Берканьи задумался, а затем сказал решительным тоном:
— Я последую вашему совету, только предварительно постараюсь подготовить почву.
— Через кого?
— Через Дюшамбона.
— Как! — воскликнул с удивлением Мальх. — Неужели вы думаете, что король обратит малейшее внимание на слова этого шута, от которого никто не ждет ничего путного?

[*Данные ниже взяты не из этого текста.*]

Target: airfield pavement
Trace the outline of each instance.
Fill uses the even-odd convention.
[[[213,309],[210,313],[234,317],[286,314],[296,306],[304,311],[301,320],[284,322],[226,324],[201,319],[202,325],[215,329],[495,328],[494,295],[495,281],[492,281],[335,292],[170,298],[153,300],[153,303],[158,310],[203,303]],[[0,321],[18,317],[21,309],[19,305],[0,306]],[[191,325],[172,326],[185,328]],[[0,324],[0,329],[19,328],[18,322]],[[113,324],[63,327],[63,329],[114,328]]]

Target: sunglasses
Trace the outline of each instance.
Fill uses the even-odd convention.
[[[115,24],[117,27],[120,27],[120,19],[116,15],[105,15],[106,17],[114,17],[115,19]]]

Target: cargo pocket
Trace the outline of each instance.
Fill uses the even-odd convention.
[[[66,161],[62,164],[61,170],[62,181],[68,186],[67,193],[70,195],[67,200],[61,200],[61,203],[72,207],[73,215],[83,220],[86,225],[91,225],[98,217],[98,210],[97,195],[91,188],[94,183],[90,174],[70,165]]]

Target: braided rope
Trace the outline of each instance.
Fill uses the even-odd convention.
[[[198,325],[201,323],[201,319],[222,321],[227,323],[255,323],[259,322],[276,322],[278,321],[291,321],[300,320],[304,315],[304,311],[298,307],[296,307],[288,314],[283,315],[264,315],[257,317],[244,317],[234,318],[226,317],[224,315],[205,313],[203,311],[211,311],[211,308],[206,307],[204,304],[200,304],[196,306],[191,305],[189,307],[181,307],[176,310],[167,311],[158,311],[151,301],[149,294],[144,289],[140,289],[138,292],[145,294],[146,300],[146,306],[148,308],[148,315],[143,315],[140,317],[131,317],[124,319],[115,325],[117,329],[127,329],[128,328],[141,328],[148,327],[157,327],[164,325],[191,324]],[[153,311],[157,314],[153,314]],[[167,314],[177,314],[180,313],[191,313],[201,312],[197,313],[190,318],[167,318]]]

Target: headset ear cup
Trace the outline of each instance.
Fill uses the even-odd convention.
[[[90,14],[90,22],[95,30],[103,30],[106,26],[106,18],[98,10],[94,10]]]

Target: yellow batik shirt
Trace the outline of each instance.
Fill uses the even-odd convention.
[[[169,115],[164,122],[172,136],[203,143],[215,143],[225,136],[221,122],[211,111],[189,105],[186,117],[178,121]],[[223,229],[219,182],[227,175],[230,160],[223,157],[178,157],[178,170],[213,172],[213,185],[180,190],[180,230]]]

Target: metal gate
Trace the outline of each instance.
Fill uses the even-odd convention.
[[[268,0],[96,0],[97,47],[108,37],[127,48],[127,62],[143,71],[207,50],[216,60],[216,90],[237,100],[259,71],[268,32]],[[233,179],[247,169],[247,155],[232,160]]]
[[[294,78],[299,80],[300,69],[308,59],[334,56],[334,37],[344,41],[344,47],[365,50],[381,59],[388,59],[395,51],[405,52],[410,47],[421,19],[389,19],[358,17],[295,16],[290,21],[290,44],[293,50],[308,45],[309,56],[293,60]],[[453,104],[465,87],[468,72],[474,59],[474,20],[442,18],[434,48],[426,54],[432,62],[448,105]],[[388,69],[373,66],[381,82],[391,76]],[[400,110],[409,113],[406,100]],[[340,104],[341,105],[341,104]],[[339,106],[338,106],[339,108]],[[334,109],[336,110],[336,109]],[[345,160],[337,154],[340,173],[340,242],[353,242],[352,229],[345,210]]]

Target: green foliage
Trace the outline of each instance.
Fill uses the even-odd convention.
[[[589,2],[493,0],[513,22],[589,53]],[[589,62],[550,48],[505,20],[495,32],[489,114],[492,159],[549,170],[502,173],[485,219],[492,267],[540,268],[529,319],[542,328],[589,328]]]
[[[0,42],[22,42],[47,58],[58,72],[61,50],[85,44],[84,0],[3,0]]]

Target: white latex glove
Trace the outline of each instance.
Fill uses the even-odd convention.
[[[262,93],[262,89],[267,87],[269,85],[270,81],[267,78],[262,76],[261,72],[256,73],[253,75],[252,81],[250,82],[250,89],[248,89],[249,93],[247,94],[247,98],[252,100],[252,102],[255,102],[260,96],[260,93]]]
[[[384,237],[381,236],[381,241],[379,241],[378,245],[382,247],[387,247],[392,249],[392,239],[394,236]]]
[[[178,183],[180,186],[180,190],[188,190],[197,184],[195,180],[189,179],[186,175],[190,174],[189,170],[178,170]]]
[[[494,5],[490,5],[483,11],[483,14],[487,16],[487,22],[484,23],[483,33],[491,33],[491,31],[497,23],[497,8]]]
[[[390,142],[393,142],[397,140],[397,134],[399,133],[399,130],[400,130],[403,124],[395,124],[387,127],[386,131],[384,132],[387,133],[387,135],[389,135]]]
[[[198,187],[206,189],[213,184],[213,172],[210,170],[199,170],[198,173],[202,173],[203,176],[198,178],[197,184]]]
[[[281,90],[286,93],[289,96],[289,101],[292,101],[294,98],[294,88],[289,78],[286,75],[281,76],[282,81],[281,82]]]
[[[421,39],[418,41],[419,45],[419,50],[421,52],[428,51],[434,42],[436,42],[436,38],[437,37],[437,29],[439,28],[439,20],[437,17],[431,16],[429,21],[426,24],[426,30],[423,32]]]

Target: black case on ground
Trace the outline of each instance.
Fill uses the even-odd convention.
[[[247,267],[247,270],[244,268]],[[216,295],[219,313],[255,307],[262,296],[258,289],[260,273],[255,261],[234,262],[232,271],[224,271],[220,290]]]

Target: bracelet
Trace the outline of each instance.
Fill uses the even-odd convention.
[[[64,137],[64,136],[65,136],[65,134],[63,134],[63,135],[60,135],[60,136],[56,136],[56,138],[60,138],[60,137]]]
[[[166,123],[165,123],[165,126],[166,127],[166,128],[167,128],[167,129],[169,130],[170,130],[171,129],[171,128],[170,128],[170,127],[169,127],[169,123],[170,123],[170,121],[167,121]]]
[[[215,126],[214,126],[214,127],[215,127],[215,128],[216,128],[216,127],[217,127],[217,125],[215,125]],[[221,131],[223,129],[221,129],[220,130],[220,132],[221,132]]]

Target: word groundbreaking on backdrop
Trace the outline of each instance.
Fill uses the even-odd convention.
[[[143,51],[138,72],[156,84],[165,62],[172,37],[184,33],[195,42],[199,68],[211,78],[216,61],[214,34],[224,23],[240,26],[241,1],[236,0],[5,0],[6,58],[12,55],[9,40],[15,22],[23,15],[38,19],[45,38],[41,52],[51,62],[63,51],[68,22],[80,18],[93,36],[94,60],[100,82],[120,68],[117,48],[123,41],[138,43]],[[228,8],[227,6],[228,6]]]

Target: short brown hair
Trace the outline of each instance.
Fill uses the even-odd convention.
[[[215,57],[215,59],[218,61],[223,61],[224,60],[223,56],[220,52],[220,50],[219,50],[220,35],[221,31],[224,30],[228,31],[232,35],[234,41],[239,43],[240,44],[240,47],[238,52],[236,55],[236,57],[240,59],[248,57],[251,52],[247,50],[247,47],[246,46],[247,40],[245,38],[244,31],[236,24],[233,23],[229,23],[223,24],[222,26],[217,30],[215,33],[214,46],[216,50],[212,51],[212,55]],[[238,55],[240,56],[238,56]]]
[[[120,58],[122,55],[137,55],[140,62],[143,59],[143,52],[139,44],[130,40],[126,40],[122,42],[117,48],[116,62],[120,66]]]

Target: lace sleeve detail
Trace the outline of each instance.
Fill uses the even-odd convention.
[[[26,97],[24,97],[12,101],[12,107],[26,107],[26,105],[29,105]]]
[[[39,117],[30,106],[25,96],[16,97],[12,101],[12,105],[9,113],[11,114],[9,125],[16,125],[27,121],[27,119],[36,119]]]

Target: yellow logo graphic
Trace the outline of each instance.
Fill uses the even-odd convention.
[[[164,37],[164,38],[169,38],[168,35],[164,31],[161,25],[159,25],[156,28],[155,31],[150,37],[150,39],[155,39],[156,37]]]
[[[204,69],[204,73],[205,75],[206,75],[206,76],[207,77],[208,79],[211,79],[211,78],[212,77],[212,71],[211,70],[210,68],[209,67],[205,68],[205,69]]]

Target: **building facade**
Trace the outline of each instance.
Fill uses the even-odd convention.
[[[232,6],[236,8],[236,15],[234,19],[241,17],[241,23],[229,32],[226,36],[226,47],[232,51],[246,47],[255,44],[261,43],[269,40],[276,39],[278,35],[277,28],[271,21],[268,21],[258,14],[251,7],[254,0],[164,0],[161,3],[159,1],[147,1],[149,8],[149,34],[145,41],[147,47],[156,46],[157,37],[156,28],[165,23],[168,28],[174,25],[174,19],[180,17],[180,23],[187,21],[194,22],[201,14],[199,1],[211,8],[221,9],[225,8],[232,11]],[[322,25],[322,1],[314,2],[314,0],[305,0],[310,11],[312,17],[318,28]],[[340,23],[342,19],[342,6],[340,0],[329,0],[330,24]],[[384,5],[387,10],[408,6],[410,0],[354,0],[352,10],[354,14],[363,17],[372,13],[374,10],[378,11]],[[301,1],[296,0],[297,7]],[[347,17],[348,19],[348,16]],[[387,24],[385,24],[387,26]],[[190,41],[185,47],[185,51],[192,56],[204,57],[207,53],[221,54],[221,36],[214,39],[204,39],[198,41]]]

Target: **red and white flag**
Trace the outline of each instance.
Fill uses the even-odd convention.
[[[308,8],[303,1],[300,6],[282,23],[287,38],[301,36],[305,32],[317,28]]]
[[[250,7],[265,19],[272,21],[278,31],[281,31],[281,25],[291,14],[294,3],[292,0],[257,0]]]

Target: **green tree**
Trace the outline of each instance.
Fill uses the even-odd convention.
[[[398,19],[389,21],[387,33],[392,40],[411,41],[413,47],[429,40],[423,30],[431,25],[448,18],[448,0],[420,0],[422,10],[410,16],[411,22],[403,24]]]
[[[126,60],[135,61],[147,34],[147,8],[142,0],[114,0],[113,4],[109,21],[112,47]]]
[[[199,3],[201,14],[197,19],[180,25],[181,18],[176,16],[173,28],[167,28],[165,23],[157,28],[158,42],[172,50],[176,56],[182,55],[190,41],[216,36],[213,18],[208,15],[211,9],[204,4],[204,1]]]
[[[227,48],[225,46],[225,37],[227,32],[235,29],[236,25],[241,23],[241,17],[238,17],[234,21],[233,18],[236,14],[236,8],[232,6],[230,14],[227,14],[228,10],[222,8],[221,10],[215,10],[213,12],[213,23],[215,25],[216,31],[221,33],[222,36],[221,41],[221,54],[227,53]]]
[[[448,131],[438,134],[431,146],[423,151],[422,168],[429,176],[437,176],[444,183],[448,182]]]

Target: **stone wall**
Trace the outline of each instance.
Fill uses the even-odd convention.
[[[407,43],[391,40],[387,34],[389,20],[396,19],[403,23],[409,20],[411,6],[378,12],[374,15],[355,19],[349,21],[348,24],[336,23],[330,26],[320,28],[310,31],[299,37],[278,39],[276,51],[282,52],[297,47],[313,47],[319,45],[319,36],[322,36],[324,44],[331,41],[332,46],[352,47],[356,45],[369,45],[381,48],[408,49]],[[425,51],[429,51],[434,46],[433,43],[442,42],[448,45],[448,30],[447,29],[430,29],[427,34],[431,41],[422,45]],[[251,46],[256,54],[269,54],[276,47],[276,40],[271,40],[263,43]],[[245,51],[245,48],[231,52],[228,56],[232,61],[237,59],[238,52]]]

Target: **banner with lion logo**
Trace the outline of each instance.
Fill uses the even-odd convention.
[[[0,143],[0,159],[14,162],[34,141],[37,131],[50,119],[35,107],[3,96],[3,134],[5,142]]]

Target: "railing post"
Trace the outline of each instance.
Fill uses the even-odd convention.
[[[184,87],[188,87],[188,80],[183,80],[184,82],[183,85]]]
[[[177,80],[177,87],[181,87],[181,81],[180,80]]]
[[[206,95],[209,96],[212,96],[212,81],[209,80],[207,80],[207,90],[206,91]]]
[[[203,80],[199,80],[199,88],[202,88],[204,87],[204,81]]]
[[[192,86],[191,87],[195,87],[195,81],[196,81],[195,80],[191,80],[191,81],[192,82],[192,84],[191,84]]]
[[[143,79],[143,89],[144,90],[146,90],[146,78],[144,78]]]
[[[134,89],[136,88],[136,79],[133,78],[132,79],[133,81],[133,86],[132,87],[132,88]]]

— Не в этом дело! Король никогда не видел Дюшамбона в том состоянии духа, в каком он находится в настоящее время! Я встретил его у дверей вашего дома, он вне себя от ярости, что ему не выдали денег из главного казначейства, так как он намеревался выплатить месячное жалованье придворным певцам. Директор мотивировал свой отказ тем, что нет денег в кассе, и выразил надежду, что они будут скоро получены из провинций. Но, когда Дюшамбон, вероятно, подстрекаемый мадемуазель Галло, начал настаивать на исполнении своего требования, то директор флегматично заметил ему, что прежде следует удовлетворить плачущих, а затем уже поющих, и этим замечанием окончательно рассердил вспыльчивого француза. Этот хотел тотчас же отправиться с жалобой к его величеству, но я объявил ему, что сегодня до обеда нельзя видеть короля, и просил его предварительно зайти ко мне. Я хочу подучить Дюшамбона, чтобы он, жалуясь на директора, сделал бы донос и на самого министра, а именно, что Бюлов, будучи в Магдебурге, отправил в Пруссию всю казну и ценные вещи, не уведомив об этом главного французского интенданта. Таким образом король будет подготовлен и, быть может, сам заговорит со мной об этом, а тогда мне будет нетрудно заручиться дозволением сделать тайный обыск в кабинете министра.
— Прекрасно! — воскликнул Мальх, лицо которого заметно повеселело. — Кстати, не вы ли сказали мне вчера, что на днях должен прибыть сюда из Берлина наш посланник барон фон Линден?